Застольная беседа кое-как продолжалась, но вечер пропал. Это было ясно каждому. Через несколько минут гости начнут поглядывать на часы и бор мотать что-то о няньках. Пальто будут поданы, и мы будем стоять в передней, повторяя «до свидания» снова и снова, пока гости спустятся по лестнице. Я уберу со стола, а Хью помоет посуду, ни один из нас не заговорит, и мы оба будем гадать, не настал ли этот самый момент. «Я слышал, ребята, вы расстались из-за пластиковой руки», – скажут люди, и я снова испытаю прилив ярости. Спор будет продолжаться, пока один из нас не умрет, и даже тогда война не закончится. Если мне суждено уйти первым, надпись на моей надгробной плите будет гласить: «Это была резина». А он, наверное, займет соседний участок и закажет себе плиту побольше с надписью: «Нет, это был пластик».
Живому ли, мертвому, мне не найти покоя, и поэтому я сдаюсь, как приходится сдаваться тем, кто полностью зависим от другого. В последующие недели я представлю себе, как эта рука машет на прощанье или ловит такси – словом, занимается своими делами, как я занимаюсь своими. Хью спросит, почему я улыбаюсь, и я отвечу: «Да так просто», – и больше ничего объяснять не стану.

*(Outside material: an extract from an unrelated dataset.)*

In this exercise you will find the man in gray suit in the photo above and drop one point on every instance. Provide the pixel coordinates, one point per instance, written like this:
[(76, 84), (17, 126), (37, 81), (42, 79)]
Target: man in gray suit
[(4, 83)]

Глава 21. Маленький Эйнштейн
Мы с мамой сидели на пляже, втирали масло друг другу в спину и гадали, кто первый в нашей семье за ведет детей. «Я думаю, Лиза», – сказал я. Дело было в начале 1970-х. Лизе было лет четырнадцать, и, хотя особых материнских чувств у нее не наблюдалось, она любила все делать по порядку. Закончив колледж, следовало выйти замуж, а после замужества следовало завести ребенка. «Попомни мои слова, – продолжал я, – к двадцати шести годам у Лизы будет… – тройка крабов подбиралась к брошенному бутерброду, и я усмотрел в этом знак судьбы, – у Лизы будет трое детей».
Это звучало очень пророчески, но мама отмахнулась. «Нет, – сказала она, – первой будет Гретхен». Она, прищурясь, посмотрела на свою вторую дочку. Гретхен стояла на берегу и бросала кусочки мяса стае чаек. «У нее на бедрах написано. Сначала Гретхен, за ней Лиза, а потом Тиффани». «А Эми?» – спросил я.
Мама на мгновение задумалась. «У Эми не будет ребенка, – сказала она. – У Эми будет обезьянка».
Себя я в пророчество о детях не включил, поскольку не представлял себе, что наступит день, когда гомосексуалисты смогут создавать настоящие семьи, усыновляя детей или пользуясь чьей-нибудь взятой напрокат утробой. Я не включил и своего брата, поскольку всякий раз, когда я его видел, он что-нибудь ломал, не случайно, а нарочно, радостно. Он своего ребенка расчленит, искренне веря, что потом соберет его обратно, а потом что-то подвернется – фильм о карате, пара дюжин лепешек, – и ребенок будет забыт.